Rien n’est resté, pas même un dessin, de la fontaine monumentale de la Trinité, près la porte Saint-Denis, cette fontaine qui jouait toujours son rôle dans les divertissements des entrées royales.

La fontaine primitive de la Croix-du-Trahoir a disparu aussi, mais elle a été remplacée par celle que nous connaissons. François Iᵉʳ reconstruisant en 1529 la croix ruinée du Trahoir, lui donna pour soubassement une petite fontaine octogonale qui formait le centre d’un petit marché, dans un carrefour pourtant fort étroit. La grande gêne qui en résultait pour la circulation fit déplacer cette fontaine en 1636; on l’appliqua contre un pavillon construit par le prévôt des marchands François Miron, pour recevoir les eaux de l’aqueduc d’Arcueil.

Au XVIIIᵉ siècle cette vieille fontaine tombant en ruines fut remplacée par celle que nous voyons aujourd’hui, construite sur les dessins de Soufflot.

Le carrefour de l’Arbre-Sec, avec sa fontaine et la croix du Trahoir, était un de ces vieux décors de l’histoire parisienne, fameux à bien des titres. Proche des Halles et du Louvre, au confluent de la rue Saint-Honoré, avec le fleuve humain coulant sur le Pont-Neuf, c’était un endroit vivant, bourdonnant et remuant et qui ne manquait pas de jouer son rôle aux jours d’émeute.

Si le bourreau y venait quelquefois accrocher ses clients à la potence qui faisait pendant à la vieille croix du Trahoir, le roi y passait aussi. Un jour, Henri III s’y rencontra avec Monsieur de Paris au moment où celui-ci allait pendre un pauvre diable. Le criminel à la vue du roi se débattit en criant grâce et le roi s’arrêta pour s’informer des méfaits du patient. Renseignements pris, le crime était vraiment trop notable pour que Sa Majesté pût faire acte de clémence; le roi, en haussant les épaules, continua son chemin en disant: Qu’on ne le pende point qu’il n’ait dit son In manus!... Le pendu récalcitrant jura qu’il se garderait bien de le dire, et voilà juges, greffiers et bourreaux bien embarrassés. On courut après le cortège royal pour exposer le cas et cette fois Henri III ne put faire autrement que d’octroyer sa grâce à ce criminel si avisé.
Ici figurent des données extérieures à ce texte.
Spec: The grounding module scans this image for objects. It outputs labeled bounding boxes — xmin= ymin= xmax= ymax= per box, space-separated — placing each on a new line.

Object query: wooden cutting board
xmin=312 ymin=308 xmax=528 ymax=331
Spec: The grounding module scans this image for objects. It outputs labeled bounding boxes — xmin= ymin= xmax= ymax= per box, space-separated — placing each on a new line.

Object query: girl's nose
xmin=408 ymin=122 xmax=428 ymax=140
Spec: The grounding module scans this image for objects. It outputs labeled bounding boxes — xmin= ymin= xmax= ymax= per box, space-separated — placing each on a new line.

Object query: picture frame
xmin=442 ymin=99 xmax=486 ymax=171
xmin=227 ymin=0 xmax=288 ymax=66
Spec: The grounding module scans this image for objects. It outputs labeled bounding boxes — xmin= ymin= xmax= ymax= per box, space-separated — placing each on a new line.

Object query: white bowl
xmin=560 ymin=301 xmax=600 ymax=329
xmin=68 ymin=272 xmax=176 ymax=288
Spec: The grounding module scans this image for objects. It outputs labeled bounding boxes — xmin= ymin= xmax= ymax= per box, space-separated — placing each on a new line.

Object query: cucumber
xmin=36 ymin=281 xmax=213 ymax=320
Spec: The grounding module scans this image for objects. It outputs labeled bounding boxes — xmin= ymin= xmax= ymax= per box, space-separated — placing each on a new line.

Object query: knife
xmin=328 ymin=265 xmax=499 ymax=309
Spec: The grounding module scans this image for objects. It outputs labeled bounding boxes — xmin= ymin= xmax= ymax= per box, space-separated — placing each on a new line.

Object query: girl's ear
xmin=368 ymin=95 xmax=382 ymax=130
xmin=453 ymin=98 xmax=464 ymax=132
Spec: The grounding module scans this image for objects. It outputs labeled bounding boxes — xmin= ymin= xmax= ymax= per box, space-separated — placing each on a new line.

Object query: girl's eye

Le 21 juillet 1578, le mignon Saint-Mesgrin sortant du Louvre à onze heures du soir, fut chargé par une troupe nombreuse tout près du Trahoir et percé de trente-quatre coups mortels. Et, dit l’Estoile, «de ce meurtre n’en fut fait autre instance ou poursuite, tout favori du roi qu’il était, Sa Majesté étant bien avertie que le duc de Guise l’avait fait faire par le bruit qu’avait ce mignon d’entretenir sa femme». C’était d’ailleurs le frère de Guise, le duc de Mayenne, qui conduisait les assassins, le fait était connu.

Bien d’autres assassinats entre gens de qualité, en ce terrible XVIᵉ siècle et aussi après, ensanglantèrent ce carrefour ou ses environs. N’est-ce pas entre l’Arbre-Sec et la barrière des Sergents qu’en 1618 le chevalier de Guise, fils du duc de Guise, ayant formé le projet de tuer le maréchal d’Ancre pour prendre sa place dans les bonnes grâces de la veuve d’Henri IV, Marie de Médicis, et voyant ses plans déjoués par un avertissement donné à Concini, se vengea sur l’indiscret, qui était un vieux gentilhomme nommé le baron de Luz. Il le rencontra en carrosse rue de l’Arbre-Sec, le força à descendre de voiture et le tua d’un coup d’épée avant que le baron eût pu se mettre en garde. Le fils du baron ayant voulu venger son père, provoqua peu après le chevalier de Guise, qui, dit-on, se servit encore du procédé qui lui avait réussi et assassina le fils de la même façon que le père.

A la journée des barricades de la Fronde, dont le coadjuteur fait en ses Mémoires un si pittoresque tableau, le carrefour de l’Arbre-Sec eut sa bonne part d’émotions. Quelle journée mouvementée pour le coadjuteur frétillant d’ambition, et pour le quartier du Pont-Neuf!